Atomic notes are small, single-purpose notes that each capture one idea clearly enough that it can be reused elsewhere.

They’re the building blocks of a Zettelkasten-style system: instead of writing one giant “everything note,” you create many focused notes and connect them with links.

What makes a note “atomic”

An atomic note should:

  • Express one idea (one concept, claim, method, pattern, definition, question)
  • Stand on its own without requiring surrounding context
  • Be linkable (it should naturally connect to other notes)
  • Be reusable (you can reference it from multiple places without rewriting it)
  • Be written in your own words (even if it cites sources)
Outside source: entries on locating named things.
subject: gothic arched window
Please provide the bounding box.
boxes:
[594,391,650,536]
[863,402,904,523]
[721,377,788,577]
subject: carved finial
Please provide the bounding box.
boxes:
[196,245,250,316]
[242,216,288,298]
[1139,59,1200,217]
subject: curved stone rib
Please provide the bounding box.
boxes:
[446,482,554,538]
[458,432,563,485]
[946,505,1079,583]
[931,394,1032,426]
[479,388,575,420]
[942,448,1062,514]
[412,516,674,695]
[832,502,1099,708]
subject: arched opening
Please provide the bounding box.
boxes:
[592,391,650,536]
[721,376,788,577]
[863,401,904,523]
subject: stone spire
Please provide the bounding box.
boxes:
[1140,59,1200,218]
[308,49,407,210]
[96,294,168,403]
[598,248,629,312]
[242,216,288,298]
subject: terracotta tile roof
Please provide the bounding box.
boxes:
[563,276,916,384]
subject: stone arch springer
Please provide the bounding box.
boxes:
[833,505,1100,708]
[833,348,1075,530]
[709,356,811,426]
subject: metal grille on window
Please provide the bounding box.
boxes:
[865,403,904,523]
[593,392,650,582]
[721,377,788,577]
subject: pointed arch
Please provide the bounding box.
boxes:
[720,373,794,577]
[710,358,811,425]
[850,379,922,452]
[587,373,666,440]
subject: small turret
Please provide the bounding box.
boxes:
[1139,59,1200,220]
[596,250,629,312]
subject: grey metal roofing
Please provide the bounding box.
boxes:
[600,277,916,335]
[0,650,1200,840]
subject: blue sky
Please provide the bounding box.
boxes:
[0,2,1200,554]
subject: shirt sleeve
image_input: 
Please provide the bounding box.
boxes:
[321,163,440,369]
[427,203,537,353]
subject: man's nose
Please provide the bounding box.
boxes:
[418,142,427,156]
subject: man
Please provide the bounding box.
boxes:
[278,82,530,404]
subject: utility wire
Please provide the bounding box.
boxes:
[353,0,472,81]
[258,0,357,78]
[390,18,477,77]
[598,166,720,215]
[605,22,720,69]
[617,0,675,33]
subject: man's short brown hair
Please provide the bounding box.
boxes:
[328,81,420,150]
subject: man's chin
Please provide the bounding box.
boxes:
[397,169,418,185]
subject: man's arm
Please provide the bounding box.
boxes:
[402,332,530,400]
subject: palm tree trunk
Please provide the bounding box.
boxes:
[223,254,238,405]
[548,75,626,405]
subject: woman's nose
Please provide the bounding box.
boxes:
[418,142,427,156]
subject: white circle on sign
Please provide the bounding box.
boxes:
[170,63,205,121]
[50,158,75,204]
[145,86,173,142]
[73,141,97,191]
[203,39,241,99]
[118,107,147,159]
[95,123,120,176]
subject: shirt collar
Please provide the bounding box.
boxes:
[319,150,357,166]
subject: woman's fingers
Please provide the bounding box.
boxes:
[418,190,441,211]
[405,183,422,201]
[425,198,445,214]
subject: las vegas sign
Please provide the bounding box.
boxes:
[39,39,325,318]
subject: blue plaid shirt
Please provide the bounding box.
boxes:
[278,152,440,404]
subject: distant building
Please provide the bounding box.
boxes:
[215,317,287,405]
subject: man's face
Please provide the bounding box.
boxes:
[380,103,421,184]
If a note contains multiple ideas, it’s probably a hub / map note (MoC) or it should be split.

Why atomic notes work

Atomic notes make knowledge easier to maintain and grow:

  • You can compose larger documents from smaller parts
  • You can update a single concept in one place and improve everything that references it
  • You can discover relationships by linking ideas across topics
  • You reduce “note bloat” by avoiding repeated explanations everywhere

Atomic notes are how “learning” turns into a connected system instead of a pile of pages.

How I write atomic notes

My default pattern:

  1. Name the note after the idea, not the project
    Example: “Precision vs Recall” instead of “Week 3 Notes”
  2. Write a 1–3 sentence core definition at the top
  3. Add just enough detail to be useful later
  4. Add links to related notes (parents, children, siblings)
  5. Add a source section if it’s grounded in a book/paper/article
  6. If the note grows into a list of many ideas, I convert it into a Map of Content and split the concepts out

A simple template

Here’s the shape I aim for:

  • Definition / claim (what it is)
  • Why it matters (when you’d use it)
  • Example (small, concrete)
  • Links (related concepts)
  • Sources (optional)

Examples

Atomic note: “Knowledge graphs”
One clear definition + a short example + links to “Graph databases,” “Semantic search,” “Obsidian graph,” “D3 visualization.”

Not atomic: “My entire PKM system”
That’s a high-level hub and should be broken into atomic notes like:

  • “Capture workflow”
  • “Atomic notes”
  • “Maps of Content”
  • “Tagging vs linking”
  • “Spaced repetition”

Common failure modes

  • Notes that are actually journaling (time-based, not idea-based)
  • Notes that are too big (multiple unrelated sections)
  • Notes that are too thin (a title and a single vague sentence)
  • Notes with no links (they don’t participate in the graph)

Atomic notes are small, but not empty.